Спасения не было нигде. Ни в поле, ни в селении, ни в домах. Даже туда впихивались диатримы, склёвывая детишек, словно вороны червяков. Не щадили никого. Ни дряхлого старика на лежанке, ни крошечного младенца в люльке. В проём всовывалась страшная голова, обитатели начинали метаться – и птицы, даже полуослепнув в темноте, безошибочно били клювами. То ли на звук, то ли на движение…
Селение в один миг заполнилось телами. Матери, напрасно пытавшиеся закрыть собой детей; дети, не успевшие добежать до спасительных, как им казалось, ухоронок; старики, перед смертью увидавшие гибель всего своего потомства…
Сам Туран в эти минуты случился возле обрыва, где работали древорубы. Взбрело в голову пойти напомнить людям, чтобы как следует древесину отбирали. А то ведь на оголившемся дне выступило немало топляка, от которого не огонь, а один дым происходит. Как будто люди сами не знают, что в очаг бросать. Когда поднялась тревога, вокруг старшины сжался плотный клубок людей. Сказалась давняя выучка – сбиваться в кучу, ежели случилось нежданное. И люди кинулись за помощью к старшине.
Туран понял всё в первый же миг. Словно с высоты открылось ему селение, в которое, как ножик в горло овцы, входил поток атакующих. И почудилось: если сделать что-то небывалое, совершить одно могучее усилие, ещё можно успеть вернуть людей к воротам, к оружию.
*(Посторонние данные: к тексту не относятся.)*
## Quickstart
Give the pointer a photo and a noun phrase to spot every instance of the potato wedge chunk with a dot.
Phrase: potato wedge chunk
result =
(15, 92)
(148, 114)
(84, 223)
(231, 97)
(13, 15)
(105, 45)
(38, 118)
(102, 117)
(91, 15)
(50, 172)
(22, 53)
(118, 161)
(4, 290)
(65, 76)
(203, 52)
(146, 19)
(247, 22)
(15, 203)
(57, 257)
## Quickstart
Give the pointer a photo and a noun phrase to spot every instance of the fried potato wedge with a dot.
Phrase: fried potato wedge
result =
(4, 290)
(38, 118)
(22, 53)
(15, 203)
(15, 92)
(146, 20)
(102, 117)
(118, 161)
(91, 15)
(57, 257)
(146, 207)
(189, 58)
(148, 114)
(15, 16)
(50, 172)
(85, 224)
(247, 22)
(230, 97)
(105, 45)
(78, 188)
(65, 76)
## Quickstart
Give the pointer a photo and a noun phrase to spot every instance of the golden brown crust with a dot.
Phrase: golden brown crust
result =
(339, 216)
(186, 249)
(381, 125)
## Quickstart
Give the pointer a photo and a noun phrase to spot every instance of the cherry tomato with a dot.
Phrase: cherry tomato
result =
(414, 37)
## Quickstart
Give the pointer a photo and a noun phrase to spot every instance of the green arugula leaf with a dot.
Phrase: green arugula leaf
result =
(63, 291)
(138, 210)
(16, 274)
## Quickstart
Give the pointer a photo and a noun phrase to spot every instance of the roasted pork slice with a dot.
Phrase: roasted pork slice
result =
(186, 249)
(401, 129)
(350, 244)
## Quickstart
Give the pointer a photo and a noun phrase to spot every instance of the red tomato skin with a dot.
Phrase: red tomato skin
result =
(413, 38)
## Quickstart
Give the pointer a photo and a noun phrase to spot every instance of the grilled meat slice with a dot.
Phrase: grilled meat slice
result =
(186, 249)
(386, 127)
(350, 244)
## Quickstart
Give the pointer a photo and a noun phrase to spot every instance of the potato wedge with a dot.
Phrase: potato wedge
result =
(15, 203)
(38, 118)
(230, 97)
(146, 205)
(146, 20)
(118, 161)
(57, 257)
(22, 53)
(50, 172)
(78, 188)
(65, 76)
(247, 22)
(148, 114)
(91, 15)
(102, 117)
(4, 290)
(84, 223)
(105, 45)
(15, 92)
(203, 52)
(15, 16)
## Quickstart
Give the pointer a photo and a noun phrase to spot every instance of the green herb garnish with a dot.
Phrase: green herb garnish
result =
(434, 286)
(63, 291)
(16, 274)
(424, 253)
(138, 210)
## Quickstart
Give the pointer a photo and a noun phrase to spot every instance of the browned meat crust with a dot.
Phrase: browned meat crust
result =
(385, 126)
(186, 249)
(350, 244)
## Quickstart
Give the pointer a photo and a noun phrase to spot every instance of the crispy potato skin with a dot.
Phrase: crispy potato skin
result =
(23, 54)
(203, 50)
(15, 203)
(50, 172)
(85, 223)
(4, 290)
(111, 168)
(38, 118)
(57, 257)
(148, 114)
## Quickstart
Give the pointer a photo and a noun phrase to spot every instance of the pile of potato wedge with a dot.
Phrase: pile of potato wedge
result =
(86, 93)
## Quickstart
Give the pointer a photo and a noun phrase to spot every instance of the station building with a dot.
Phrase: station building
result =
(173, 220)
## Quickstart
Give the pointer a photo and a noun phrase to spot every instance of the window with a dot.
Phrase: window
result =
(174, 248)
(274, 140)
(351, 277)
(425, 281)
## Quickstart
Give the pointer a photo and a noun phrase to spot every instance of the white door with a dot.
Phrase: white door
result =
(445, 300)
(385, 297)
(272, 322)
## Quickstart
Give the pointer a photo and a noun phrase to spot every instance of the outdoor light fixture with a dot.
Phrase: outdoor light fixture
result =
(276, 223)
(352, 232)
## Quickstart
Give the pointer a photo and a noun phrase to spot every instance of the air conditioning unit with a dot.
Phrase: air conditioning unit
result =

Спасти если не себя самого, то хотя бы своё имя.
Когда-то Туран был крепок, хотя последние годы брал не силой, которой очень поубавилось, а суровостью нрава. Но тут, забыв о возрасте, ухватил за комель бревно и с этою дубиной ринулся навстречу хищному потоку, хотя уже видел, что безнадежно опоздал. Остальных мужчин не надо было понукать. Подхватив кто что мог, они сгрудились кругом Турана.
Со страшного замаха бревно описало дугу, приложив по шее самой спорой из диатрим. Кто-то с колом в руках кинулся птице под ноги, метя просадить живот. Ещё два бревна хряснули покачнувшуюся птицу, и диатрима повалилась набок, дёргаясь и ударяя страшными лапами. Следом сбили вторую птицу, и третью…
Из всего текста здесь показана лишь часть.